TRANSPORT OF ORGANIC CATIONS BY A RENAL EPITHELIAL-CELL LINE (OK)

The goal of this study was to determine the mechanisms involved in the transport of the organic cation, tetraethylammonium (TEA), across the apical membrane of OK cells. [C-14]TEA accumulated in OK cell monolayers reaching equilibrium in 2 h. The uptake of [C-14]TEA at equilibrium was dependent upon temperature and was inhibited by sodium azide and by various organic cations, including N1-methylnicotinamide (NMN), mepiperphenidol, and cimetidine but not by the organic anion, p-aminohippuric acid. The initial uptake of [C-14]TEA was characterized by a saturable process. The mean +/- S.D. K(m) was 27.8 +/- 2.6-mu-M and the V(max) was 414 +/- 26.5 pmol/mg protein/min. Both an accelerated efflux and influx of [C-14]TEA in the presence of a trans-gradient of unlabeled TEA and NMN was observed, whereas a deaccelerated influx and efflux was observed in the presence of a trans-gradient of mepiperphenidol. The mechanism of interaction between NMN and TEA was examined. NMN significantly increased the apparent K(m) (mean +/- S.D.) of TEA to 82.8 +/- 16.4-mu-M (p < 0.001), whereas the V(max) (mean +/- S.D.) was only slightly affected (478 +/- 72 pmol/mg protein/min) suggesting a competitive inhibition. The stimulatory effect of trans-gradients of NMN on TEA transport was due to an increase in the V(max) of TEA suggesting that NMN trans-stimulates TEA transport by increasing the turnover rate of the exchanger. In the presence of an inwardly directed proton gradient, the efflux at 30 s of [C-14]TEA from the OK cell monolayers was significantly accelerated (p < 0.05). Studies with the pH-sensitive fluorescent probe, 2',7'-bis(carboxyethyl)-5(6)-carboxyfluorescein, suggested that TEA could drive the countertransport of protons.
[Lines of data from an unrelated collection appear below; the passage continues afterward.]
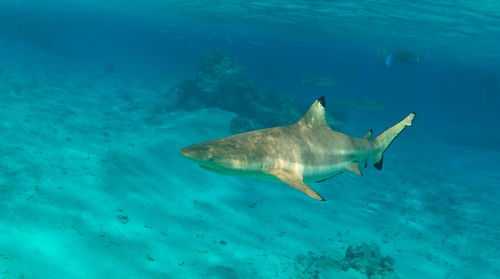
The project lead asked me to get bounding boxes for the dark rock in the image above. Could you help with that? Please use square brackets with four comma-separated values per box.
[176, 51, 302, 133]
[340, 243, 394, 278]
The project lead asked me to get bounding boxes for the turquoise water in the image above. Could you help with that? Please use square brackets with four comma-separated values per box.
[0, 0, 500, 278]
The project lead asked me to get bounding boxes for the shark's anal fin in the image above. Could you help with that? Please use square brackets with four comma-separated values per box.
[269, 169, 325, 201]
[347, 162, 363, 176]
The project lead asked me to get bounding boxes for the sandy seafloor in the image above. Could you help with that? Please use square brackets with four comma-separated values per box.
[0, 40, 500, 279]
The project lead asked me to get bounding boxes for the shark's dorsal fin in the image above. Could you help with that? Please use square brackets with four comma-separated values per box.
[347, 162, 363, 176]
[269, 169, 325, 201]
[297, 97, 328, 127]
[363, 129, 373, 140]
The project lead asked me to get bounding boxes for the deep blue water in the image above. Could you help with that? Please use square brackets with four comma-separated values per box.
[0, 1, 500, 278]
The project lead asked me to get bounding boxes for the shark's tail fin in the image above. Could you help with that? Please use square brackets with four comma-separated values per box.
[373, 113, 415, 170]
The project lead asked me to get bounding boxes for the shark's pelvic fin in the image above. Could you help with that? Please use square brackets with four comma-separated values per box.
[347, 162, 363, 176]
[298, 97, 328, 127]
[373, 112, 416, 170]
[269, 169, 325, 201]
[363, 129, 373, 140]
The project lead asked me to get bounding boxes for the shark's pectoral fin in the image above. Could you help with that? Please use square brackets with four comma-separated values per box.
[269, 169, 325, 201]
[347, 162, 363, 176]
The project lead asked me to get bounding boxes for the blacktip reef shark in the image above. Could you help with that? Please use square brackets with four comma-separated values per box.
[180, 97, 415, 201]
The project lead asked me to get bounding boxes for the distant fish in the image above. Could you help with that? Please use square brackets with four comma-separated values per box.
[180, 97, 415, 200]
[377, 49, 422, 67]
[300, 76, 337, 86]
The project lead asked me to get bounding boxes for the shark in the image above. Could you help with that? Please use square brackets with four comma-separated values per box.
[179, 97, 416, 201]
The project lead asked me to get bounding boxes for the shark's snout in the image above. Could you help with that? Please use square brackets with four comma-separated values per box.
[179, 146, 194, 159]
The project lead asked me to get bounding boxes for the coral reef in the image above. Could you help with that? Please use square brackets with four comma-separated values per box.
[176, 51, 301, 133]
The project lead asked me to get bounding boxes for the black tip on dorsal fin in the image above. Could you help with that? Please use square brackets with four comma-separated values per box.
[317, 96, 326, 108]
[373, 157, 384, 170]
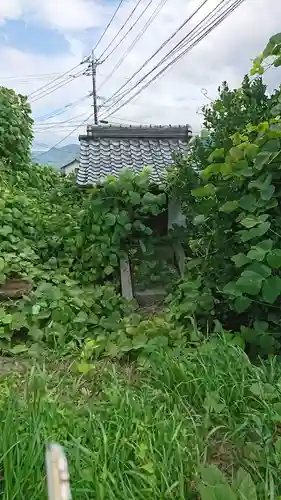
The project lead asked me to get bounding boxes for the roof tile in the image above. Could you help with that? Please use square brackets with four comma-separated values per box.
[77, 126, 190, 186]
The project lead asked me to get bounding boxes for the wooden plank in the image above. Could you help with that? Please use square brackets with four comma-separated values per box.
[120, 254, 134, 300]
[173, 241, 185, 277]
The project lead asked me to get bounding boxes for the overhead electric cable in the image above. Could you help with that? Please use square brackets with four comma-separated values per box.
[30, 70, 85, 103]
[93, 0, 124, 51]
[101, 0, 245, 120]
[97, 0, 142, 62]
[97, 0, 208, 109]
[103, 0, 230, 108]
[34, 112, 94, 160]
[34, 92, 92, 122]
[99, 0, 153, 64]
[27, 60, 86, 98]
[98, 0, 168, 91]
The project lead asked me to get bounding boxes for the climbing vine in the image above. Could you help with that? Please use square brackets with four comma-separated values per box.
[168, 31, 281, 354]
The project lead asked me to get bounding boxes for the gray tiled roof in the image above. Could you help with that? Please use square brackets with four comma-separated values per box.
[77, 125, 191, 186]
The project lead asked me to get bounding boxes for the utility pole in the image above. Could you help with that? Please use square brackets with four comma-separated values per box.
[91, 50, 98, 125]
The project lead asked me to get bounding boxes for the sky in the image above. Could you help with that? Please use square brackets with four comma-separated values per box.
[0, 0, 281, 149]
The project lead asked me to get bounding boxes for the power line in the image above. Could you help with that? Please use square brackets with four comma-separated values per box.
[97, 0, 208, 109]
[34, 92, 92, 122]
[98, 0, 142, 62]
[98, 0, 153, 63]
[93, 0, 124, 51]
[105, 0, 228, 108]
[27, 60, 87, 98]
[98, 0, 232, 109]
[98, 0, 167, 91]
[30, 70, 85, 103]
[1, 73, 60, 80]
[33, 111, 88, 130]
[34, 112, 94, 160]
[101, 0, 245, 119]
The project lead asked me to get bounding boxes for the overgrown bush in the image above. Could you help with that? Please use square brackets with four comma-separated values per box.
[168, 30, 281, 354]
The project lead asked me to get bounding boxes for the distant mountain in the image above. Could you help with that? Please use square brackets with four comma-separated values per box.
[32, 144, 79, 170]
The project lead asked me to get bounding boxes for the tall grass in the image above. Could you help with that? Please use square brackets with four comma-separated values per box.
[0, 341, 281, 500]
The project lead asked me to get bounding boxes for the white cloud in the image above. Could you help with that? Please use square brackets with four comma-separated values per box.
[0, 0, 281, 145]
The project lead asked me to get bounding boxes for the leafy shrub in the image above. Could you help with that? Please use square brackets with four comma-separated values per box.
[167, 30, 281, 354]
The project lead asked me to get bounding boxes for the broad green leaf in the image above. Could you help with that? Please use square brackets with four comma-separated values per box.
[234, 295, 252, 314]
[9, 344, 28, 354]
[233, 468, 258, 500]
[74, 311, 88, 323]
[267, 248, 281, 269]
[191, 184, 216, 198]
[261, 184, 275, 201]
[219, 200, 239, 213]
[254, 151, 271, 170]
[229, 146, 244, 161]
[258, 239, 273, 251]
[200, 163, 223, 179]
[208, 148, 225, 163]
[104, 213, 116, 226]
[132, 333, 148, 349]
[261, 139, 281, 152]
[239, 194, 257, 212]
[32, 304, 41, 316]
[262, 276, 281, 304]
[0, 226, 13, 236]
[222, 281, 241, 297]
[231, 252, 249, 268]
[240, 215, 259, 229]
[270, 32, 281, 45]
[129, 191, 141, 205]
[273, 56, 281, 68]
[238, 222, 270, 241]
[247, 247, 267, 262]
[246, 262, 271, 278]
[192, 214, 206, 226]
[75, 361, 95, 375]
[236, 270, 264, 295]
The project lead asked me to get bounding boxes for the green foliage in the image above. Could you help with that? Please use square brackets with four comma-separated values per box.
[0, 89, 172, 358]
[198, 465, 257, 500]
[0, 336, 281, 500]
[251, 33, 281, 75]
[0, 87, 33, 169]
[167, 32, 281, 355]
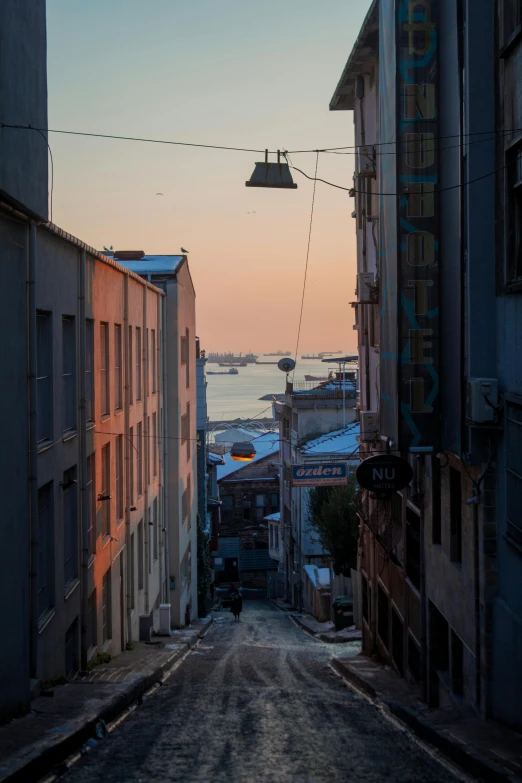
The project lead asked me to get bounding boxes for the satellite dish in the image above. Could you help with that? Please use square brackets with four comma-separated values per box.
[277, 359, 295, 372]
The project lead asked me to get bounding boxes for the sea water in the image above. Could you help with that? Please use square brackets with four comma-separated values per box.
[206, 357, 339, 422]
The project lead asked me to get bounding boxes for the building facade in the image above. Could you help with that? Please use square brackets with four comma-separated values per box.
[330, 0, 520, 723]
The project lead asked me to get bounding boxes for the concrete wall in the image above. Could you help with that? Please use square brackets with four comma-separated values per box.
[0, 0, 49, 220]
[0, 212, 30, 721]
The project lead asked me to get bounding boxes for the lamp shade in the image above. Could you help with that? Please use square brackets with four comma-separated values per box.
[230, 443, 256, 462]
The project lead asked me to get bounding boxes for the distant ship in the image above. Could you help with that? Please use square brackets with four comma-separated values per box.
[207, 364, 240, 375]
[207, 353, 257, 365]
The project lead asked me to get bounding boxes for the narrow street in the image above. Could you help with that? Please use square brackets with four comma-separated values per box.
[63, 601, 455, 783]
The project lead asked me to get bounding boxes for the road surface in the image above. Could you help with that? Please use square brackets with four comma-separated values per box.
[62, 601, 455, 783]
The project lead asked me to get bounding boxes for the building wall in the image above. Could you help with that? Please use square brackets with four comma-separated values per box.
[0, 0, 49, 220]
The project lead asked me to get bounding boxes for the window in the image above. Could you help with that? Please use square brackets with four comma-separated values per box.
[116, 435, 123, 520]
[406, 508, 420, 590]
[498, 0, 522, 47]
[138, 519, 144, 590]
[114, 324, 123, 411]
[150, 329, 156, 394]
[256, 495, 268, 521]
[145, 416, 150, 486]
[136, 421, 143, 497]
[100, 443, 111, 536]
[102, 568, 112, 642]
[62, 316, 76, 432]
[130, 533, 136, 609]
[87, 590, 98, 650]
[449, 468, 462, 563]
[36, 311, 53, 444]
[100, 324, 110, 416]
[62, 467, 78, 591]
[38, 481, 54, 619]
[86, 454, 96, 557]
[127, 326, 134, 405]
[152, 500, 158, 560]
[129, 427, 132, 506]
[136, 326, 141, 401]
[506, 145, 522, 285]
[220, 495, 234, 522]
[180, 329, 190, 389]
[431, 458, 442, 545]
[506, 404, 522, 547]
[152, 413, 158, 476]
[377, 585, 389, 649]
[85, 319, 94, 421]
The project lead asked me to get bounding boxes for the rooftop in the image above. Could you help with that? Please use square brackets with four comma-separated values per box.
[300, 421, 361, 459]
[217, 432, 279, 481]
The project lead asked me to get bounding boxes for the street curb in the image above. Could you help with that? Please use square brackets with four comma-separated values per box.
[331, 658, 513, 783]
[0, 618, 214, 783]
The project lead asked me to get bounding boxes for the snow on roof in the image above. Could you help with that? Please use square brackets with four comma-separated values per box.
[116, 256, 185, 275]
[301, 421, 361, 459]
[217, 432, 279, 481]
[303, 565, 330, 589]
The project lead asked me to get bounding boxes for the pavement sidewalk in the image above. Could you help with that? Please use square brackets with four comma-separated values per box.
[332, 655, 522, 783]
[291, 614, 362, 644]
[0, 617, 213, 783]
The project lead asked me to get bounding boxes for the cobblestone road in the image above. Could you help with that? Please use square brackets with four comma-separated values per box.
[62, 601, 462, 783]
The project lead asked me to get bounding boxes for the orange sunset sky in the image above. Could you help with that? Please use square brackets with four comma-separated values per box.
[47, 0, 369, 352]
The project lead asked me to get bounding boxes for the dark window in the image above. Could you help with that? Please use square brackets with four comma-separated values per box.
[62, 467, 78, 590]
[406, 508, 420, 590]
[408, 634, 420, 682]
[392, 607, 404, 674]
[102, 568, 112, 642]
[431, 458, 442, 544]
[36, 312, 53, 444]
[62, 316, 76, 432]
[449, 468, 462, 563]
[377, 585, 390, 649]
[114, 324, 123, 410]
[100, 324, 110, 416]
[451, 630, 464, 696]
[85, 320, 94, 421]
[38, 482, 54, 617]
[506, 404, 522, 546]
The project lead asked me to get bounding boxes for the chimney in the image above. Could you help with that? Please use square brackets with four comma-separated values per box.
[113, 250, 145, 261]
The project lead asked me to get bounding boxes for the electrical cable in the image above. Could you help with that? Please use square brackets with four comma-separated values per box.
[283, 152, 319, 381]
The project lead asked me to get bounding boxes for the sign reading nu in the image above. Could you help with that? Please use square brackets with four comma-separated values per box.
[355, 454, 413, 494]
[292, 462, 348, 487]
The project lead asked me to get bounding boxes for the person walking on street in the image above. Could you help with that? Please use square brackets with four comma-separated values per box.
[230, 587, 243, 622]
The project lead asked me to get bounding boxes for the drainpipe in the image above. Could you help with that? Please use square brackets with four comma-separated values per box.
[141, 283, 151, 615]
[160, 291, 170, 604]
[123, 272, 130, 644]
[78, 250, 90, 669]
[27, 225, 40, 679]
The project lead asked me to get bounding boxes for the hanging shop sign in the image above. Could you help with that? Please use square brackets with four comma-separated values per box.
[396, 0, 440, 451]
[292, 462, 348, 487]
[355, 454, 413, 494]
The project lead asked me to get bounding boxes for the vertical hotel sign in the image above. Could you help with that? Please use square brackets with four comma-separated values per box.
[397, 0, 440, 451]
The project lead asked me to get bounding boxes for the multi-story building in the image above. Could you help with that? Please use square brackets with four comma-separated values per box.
[274, 371, 357, 608]
[114, 251, 201, 628]
[492, 0, 522, 728]
[330, 0, 520, 721]
[0, 0, 48, 720]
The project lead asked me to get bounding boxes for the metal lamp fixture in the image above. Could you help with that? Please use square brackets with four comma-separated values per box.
[245, 150, 297, 190]
[230, 442, 256, 462]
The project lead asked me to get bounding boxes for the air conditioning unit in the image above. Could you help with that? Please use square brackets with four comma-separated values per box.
[158, 604, 170, 636]
[357, 272, 375, 302]
[360, 411, 378, 443]
[466, 378, 498, 424]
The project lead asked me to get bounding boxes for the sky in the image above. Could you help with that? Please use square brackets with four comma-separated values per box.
[47, 0, 369, 353]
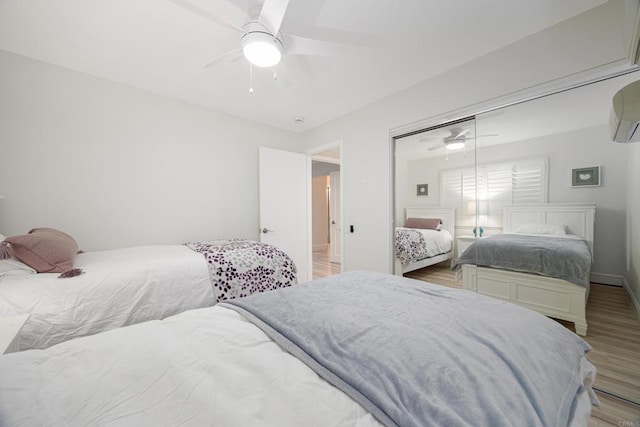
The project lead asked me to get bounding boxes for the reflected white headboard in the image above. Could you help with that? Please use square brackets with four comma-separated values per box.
[404, 207, 456, 236]
[502, 203, 596, 255]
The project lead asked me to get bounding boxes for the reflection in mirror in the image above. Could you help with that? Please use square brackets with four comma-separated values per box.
[395, 73, 640, 403]
[394, 118, 476, 285]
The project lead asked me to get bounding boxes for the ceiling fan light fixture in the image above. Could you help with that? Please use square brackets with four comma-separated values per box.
[447, 141, 464, 150]
[242, 31, 282, 67]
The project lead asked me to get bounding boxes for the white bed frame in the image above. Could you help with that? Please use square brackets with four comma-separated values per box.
[393, 207, 456, 276]
[462, 203, 596, 336]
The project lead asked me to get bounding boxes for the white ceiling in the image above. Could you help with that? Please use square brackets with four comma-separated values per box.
[0, 0, 605, 132]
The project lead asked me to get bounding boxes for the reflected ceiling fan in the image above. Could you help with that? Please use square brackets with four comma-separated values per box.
[420, 128, 497, 151]
[169, 0, 350, 92]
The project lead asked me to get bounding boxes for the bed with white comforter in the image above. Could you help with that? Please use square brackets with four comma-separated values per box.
[0, 239, 296, 350]
[0, 272, 597, 426]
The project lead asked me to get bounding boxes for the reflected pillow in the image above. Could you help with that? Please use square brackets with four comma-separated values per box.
[513, 224, 567, 235]
[404, 218, 442, 230]
[5, 228, 78, 273]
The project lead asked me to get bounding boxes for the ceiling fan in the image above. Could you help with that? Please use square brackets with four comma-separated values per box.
[419, 128, 497, 151]
[170, 0, 348, 88]
[420, 128, 471, 151]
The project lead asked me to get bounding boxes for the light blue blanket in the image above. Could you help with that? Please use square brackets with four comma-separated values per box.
[453, 234, 591, 287]
[221, 272, 590, 426]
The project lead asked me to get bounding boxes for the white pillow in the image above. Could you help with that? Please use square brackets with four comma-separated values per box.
[0, 258, 36, 277]
[513, 224, 567, 236]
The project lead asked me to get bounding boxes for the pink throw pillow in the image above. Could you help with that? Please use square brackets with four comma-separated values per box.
[5, 228, 78, 273]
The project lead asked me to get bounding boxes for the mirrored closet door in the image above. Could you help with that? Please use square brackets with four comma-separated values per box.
[394, 72, 640, 403]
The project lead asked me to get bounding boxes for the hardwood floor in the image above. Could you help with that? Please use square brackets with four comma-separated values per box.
[405, 263, 640, 427]
[313, 246, 341, 279]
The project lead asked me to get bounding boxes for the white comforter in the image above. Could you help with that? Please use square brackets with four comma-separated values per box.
[0, 306, 380, 427]
[0, 245, 215, 349]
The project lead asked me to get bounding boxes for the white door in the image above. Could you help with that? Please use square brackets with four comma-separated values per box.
[329, 172, 342, 262]
[259, 147, 311, 283]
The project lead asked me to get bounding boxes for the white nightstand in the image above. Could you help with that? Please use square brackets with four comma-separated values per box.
[456, 235, 476, 258]
[0, 314, 29, 354]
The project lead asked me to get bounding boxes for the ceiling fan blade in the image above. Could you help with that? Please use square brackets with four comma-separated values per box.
[258, 0, 289, 35]
[169, 0, 249, 33]
[284, 34, 346, 56]
[202, 48, 242, 68]
[451, 128, 471, 139]
[427, 142, 447, 151]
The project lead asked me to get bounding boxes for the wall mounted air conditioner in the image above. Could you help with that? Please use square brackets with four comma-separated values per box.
[609, 80, 640, 142]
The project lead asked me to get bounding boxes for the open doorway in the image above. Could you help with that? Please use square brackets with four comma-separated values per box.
[311, 147, 342, 279]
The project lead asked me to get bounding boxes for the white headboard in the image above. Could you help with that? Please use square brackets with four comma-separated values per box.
[502, 203, 596, 254]
[404, 207, 456, 236]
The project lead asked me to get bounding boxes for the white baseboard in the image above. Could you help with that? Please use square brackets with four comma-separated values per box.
[622, 277, 640, 320]
[591, 272, 624, 287]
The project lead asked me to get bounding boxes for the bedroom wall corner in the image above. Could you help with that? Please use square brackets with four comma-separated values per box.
[0, 51, 301, 251]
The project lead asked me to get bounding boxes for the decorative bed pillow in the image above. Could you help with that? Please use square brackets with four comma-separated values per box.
[513, 224, 567, 235]
[0, 258, 36, 277]
[404, 218, 442, 230]
[5, 228, 78, 273]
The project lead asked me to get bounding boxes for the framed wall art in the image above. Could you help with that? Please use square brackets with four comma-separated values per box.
[416, 184, 429, 196]
[571, 166, 600, 187]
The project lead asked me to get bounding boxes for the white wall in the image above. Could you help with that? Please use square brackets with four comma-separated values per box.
[305, 2, 626, 272]
[400, 125, 629, 276]
[625, 142, 640, 313]
[0, 51, 299, 250]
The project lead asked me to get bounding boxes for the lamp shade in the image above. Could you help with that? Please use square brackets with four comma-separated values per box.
[242, 31, 282, 67]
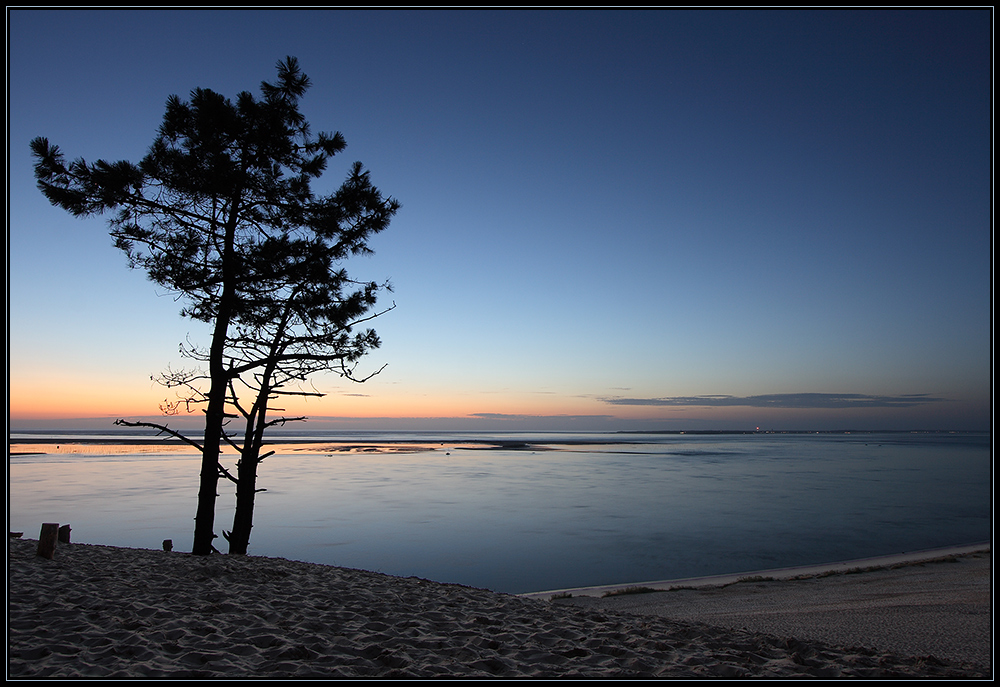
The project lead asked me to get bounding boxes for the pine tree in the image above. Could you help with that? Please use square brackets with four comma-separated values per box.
[31, 57, 399, 554]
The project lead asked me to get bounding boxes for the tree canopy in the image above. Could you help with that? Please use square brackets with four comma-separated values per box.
[31, 57, 400, 554]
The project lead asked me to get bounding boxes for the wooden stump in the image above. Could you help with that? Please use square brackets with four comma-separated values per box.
[38, 522, 59, 560]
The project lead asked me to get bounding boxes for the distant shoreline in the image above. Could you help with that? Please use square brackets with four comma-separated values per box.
[7, 429, 991, 449]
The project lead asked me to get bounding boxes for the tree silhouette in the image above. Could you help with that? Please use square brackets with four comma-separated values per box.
[31, 57, 399, 554]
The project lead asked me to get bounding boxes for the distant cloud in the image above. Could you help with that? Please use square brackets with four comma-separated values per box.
[469, 413, 615, 420]
[601, 393, 948, 408]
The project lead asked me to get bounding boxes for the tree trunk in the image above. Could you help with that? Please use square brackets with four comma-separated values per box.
[191, 203, 239, 556]
[229, 458, 257, 555]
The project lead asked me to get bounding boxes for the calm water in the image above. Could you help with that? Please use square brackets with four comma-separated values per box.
[8, 434, 992, 593]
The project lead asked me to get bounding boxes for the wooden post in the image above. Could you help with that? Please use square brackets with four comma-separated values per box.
[38, 522, 59, 560]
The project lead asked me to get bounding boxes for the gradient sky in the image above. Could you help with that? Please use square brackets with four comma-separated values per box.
[8, 9, 992, 430]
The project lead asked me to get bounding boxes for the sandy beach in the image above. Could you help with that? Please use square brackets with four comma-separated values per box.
[7, 539, 992, 679]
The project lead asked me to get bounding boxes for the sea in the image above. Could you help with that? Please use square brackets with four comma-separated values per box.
[7, 430, 993, 593]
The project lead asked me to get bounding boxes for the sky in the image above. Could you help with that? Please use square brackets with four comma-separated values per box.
[7, 9, 993, 431]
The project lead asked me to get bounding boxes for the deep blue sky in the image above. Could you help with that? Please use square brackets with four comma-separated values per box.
[8, 10, 992, 429]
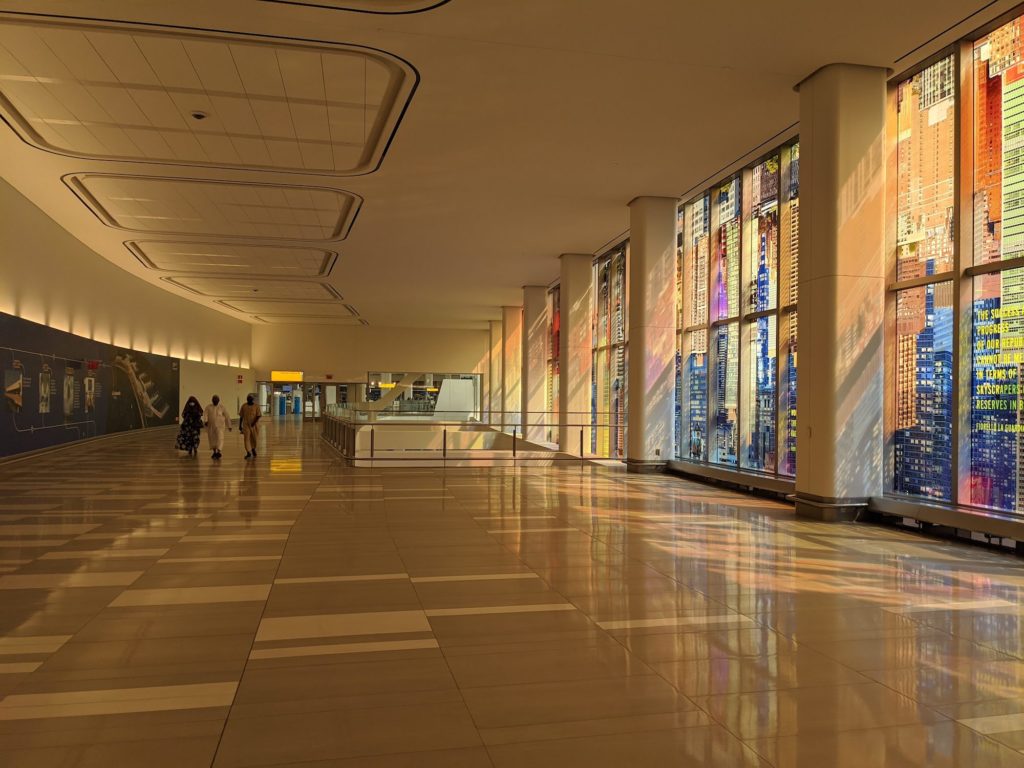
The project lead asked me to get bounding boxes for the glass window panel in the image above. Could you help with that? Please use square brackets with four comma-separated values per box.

In apical membrane vesicles prepared from OK cells, the uptake of [H-3]NMN exhibited an apparent "overshoot phenomenon" in the presence of an initial outwardly directed proton gradient. Protons competitively inhibited TEA uptake suggesting that the proton/organic cation and the organic cation/organic cation self exchange mechanism are the same mechanism. This is the first report describing both TEA self-exchange and proton/TEA exchange in the apical membrane of a continuous cell line. OK cells are an excellent model for the study of organic cation transport across the apical membrane.